On Sept. 12, Apple Computer (AAPL) CEO Steve Jobs took the unusual step of previewing new hardware months before it will ship. Dubbed iTV, it's a $299 gadget that can wirelessly transfer movies, music, and other digital media from the iTunes library on your PC or Mac to a high-definition TV. Fans say iTV could be the missing link that finally brings downloaded entertainment straight to your TV. Critics say Jobs displayed a half-baked product to preempt the competition. We eavesdropped on an exchange between two of our guys who sort such things out for a living, Tech & You columnist Steve Wildstrom and consumer electronics correspondent Cliff Edwards:
Steve: You were there when Steve Jobs previewed iTV. What did you think?
Cliff: My take is, it could be great -- with a lot of "ifs." Apple now has powerful Intel (INTC) chips and iTunes, the best software for organizing digital entertainment. The interface for the new iTV is a remote control and on-screen graphics that a grandmother could understand, and it works with both Windows and Mac computers. Simply put, if Apple can deliver what it demo'd, it trumps every offering out there.
Steve: Forgive my skepticism, but this is all on the come. It could be really important, assuming it delivers what is promised, works simply, meets Hollywood's demands for content protection, etc. But the devil is in the details. Devices of this sort are called digital media adapters, and I think I have tried every one of them. I have yet to see one that I would buy, or even use if it was given to me.
Cliff: People might call this vaporware because it was announced so far ahead of when it will be sold. Personally, I think Apple did that to blunt criticism that its new movie-download service does not let you burn DVDs or do anything but watch on a PC or tiny iPod screen. Apple hopes you come away from this event with the impression that you can buy movies to your heart's content and, in time, enjoy them on TV.
Steve: The real issue is how you get the content from the PC or Mac running iTunes to the iTV, which is off somewhere else in your house. Apple would like you to just connect this $299 box to your big digital television and you could stream the movies you have downloaded from your PC or Mac. But it's a huge question whether you can connect this stuff wirelessly.

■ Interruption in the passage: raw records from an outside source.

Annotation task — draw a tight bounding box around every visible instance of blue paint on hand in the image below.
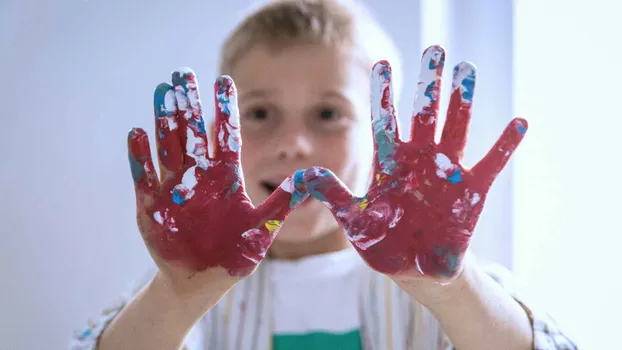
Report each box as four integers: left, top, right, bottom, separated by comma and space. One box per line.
173, 188, 186, 205
447, 169, 462, 185
424, 80, 436, 102
289, 169, 306, 208
462, 71, 475, 102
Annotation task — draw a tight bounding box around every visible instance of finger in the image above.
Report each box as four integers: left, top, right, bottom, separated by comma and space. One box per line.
257, 170, 309, 221
153, 83, 184, 182
411, 45, 445, 147
371, 61, 399, 174
303, 167, 356, 214
214, 75, 242, 164
440, 62, 476, 160
472, 118, 528, 186
127, 128, 159, 208
173, 68, 209, 170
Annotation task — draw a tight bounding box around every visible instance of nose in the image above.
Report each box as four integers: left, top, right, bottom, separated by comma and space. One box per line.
274, 128, 313, 161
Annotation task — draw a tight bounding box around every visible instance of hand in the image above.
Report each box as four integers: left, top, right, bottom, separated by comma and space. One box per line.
304, 46, 527, 281
128, 69, 308, 293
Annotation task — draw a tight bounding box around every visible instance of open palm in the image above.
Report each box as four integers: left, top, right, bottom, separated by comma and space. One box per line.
128, 69, 307, 282
304, 46, 527, 279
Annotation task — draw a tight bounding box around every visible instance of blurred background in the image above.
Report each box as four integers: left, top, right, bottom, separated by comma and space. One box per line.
0, 0, 622, 350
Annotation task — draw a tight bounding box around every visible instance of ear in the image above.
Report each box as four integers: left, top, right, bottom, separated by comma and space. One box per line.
207, 120, 218, 159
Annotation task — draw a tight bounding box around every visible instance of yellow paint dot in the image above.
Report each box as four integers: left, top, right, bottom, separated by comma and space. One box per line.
265, 220, 283, 232
359, 198, 369, 211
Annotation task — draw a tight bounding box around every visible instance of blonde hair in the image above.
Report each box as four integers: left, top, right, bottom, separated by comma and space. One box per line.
219, 0, 402, 105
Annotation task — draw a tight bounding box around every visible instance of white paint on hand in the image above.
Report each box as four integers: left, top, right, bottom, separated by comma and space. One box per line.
389, 207, 404, 228
435, 153, 456, 179
153, 211, 164, 225
348, 232, 387, 250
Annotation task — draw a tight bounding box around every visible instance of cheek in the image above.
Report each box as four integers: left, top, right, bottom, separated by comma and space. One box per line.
322, 129, 373, 191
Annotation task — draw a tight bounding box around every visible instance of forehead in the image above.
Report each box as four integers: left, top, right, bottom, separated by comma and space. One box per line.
231, 45, 369, 96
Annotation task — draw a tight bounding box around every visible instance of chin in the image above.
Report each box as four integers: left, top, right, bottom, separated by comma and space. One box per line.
275, 199, 338, 243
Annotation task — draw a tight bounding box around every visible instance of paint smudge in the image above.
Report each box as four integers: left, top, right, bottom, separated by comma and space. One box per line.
128, 68, 308, 276
303, 46, 526, 280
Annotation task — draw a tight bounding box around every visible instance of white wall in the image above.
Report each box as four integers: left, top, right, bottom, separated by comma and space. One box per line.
514, 0, 622, 349
0, 0, 512, 350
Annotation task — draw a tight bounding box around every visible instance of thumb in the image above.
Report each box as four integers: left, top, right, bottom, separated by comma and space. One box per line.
256, 170, 309, 220
303, 167, 355, 214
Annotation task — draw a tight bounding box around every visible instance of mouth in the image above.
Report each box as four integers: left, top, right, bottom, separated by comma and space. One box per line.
260, 181, 280, 194
259, 180, 311, 206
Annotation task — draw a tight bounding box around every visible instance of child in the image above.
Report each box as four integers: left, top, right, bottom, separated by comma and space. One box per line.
72, 0, 575, 350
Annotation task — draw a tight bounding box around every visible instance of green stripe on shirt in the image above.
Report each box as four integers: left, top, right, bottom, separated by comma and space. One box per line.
272, 329, 362, 350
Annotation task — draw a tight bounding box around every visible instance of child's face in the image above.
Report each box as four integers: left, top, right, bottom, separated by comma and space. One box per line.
231, 45, 373, 243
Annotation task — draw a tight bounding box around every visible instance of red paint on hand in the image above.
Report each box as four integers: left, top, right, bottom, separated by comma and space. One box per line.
128, 69, 307, 276
304, 46, 527, 278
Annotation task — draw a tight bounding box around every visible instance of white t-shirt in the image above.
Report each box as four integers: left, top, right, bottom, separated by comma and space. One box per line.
69, 248, 577, 350
186, 249, 451, 350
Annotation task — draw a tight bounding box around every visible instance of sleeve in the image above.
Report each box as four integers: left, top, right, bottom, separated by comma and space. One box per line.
439, 263, 578, 350
68, 267, 203, 350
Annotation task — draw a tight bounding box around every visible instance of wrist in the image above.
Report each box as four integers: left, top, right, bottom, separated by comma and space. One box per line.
396, 252, 480, 308
145, 272, 231, 325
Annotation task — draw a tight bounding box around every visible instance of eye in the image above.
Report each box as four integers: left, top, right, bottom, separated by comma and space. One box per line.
248, 108, 268, 121
319, 108, 341, 121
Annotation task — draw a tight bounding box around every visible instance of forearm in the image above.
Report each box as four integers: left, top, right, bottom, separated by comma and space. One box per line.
405, 259, 533, 350
98, 274, 226, 350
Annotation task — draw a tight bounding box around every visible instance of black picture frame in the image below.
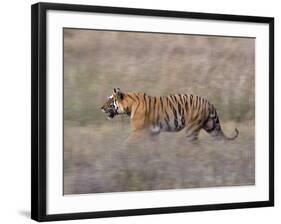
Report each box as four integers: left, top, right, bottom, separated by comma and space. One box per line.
31, 3, 274, 221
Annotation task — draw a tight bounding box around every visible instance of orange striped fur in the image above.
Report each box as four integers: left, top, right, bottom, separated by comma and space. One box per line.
101, 89, 238, 142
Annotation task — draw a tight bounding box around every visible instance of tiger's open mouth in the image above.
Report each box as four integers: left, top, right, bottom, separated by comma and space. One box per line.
102, 108, 118, 119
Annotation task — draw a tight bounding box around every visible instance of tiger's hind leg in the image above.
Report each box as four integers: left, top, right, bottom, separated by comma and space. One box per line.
186, 125, 202, 141
203, 116, 236, 140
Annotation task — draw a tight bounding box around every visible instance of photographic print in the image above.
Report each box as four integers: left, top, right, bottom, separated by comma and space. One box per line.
63, 28, 255, 195
31, 3, 274, 221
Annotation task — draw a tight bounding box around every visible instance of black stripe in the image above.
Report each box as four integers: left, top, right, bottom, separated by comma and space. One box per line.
174, 119, 178, 129
181, 116, 185, 126
164, 118, 171, 131
143, 93, 146, 108
125, 94, 135, 101
172, 106, 178, 120
165, 110, 170, 121
160, 96, 163, 111
178, 103, 182, 115
179, 95, 183, 105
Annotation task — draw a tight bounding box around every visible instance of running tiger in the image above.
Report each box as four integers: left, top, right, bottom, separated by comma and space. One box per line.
101, 88, 239, 142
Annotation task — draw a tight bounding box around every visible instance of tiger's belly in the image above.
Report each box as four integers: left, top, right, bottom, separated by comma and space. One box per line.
150, 119, 185, 134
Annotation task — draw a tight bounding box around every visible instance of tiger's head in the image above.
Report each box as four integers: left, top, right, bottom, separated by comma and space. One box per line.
101, 88, 124, 119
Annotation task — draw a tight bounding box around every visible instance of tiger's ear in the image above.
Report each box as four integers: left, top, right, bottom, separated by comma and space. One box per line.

Cliff: True enough. The box does have an Ethernet jack for the best connectivity, but Apple seems to be depending on 802.11n, a next-generation Wi-Fi standard. And let's say that you bought this device a few months from now. It's not even clear whether you could start watching movies right away. Jobs says it will take 30 minutes to download a movie if you have a 5-megabyte Internet connection. That ignores the fact that most DSL customers get nowhere near that. And Apple right now is only promising "near-DVD quality" for movie downloads. You can bet purists will notice the difference when watching on a pricey big-screen HDTV.
Steve: The claim that you can start playing an iTV movie five minutes after you start downloading it from the Net might be true -- in Korea, but not on any U.S. broadband system I know of. I think 802.11n, when it's available, will work for standard-definition video. But high-definition is what this game is about, and nothing works for HD. The bandwidth requirements are huge. Worse, Hollywood's relentless demand for content protection has created systems that make it difficult to connect digital HD devices with cables and all but impossible to do so wirelessly. Apple clearly intends to do HD because it demonstrated HD content, but I'm mystified as to how.
I've learned not to underestimate Apple, but the laws of physics have to be dealt with -- even in the reality-distortion field that makes you believe everything Steve Jobs says while he's on that stage.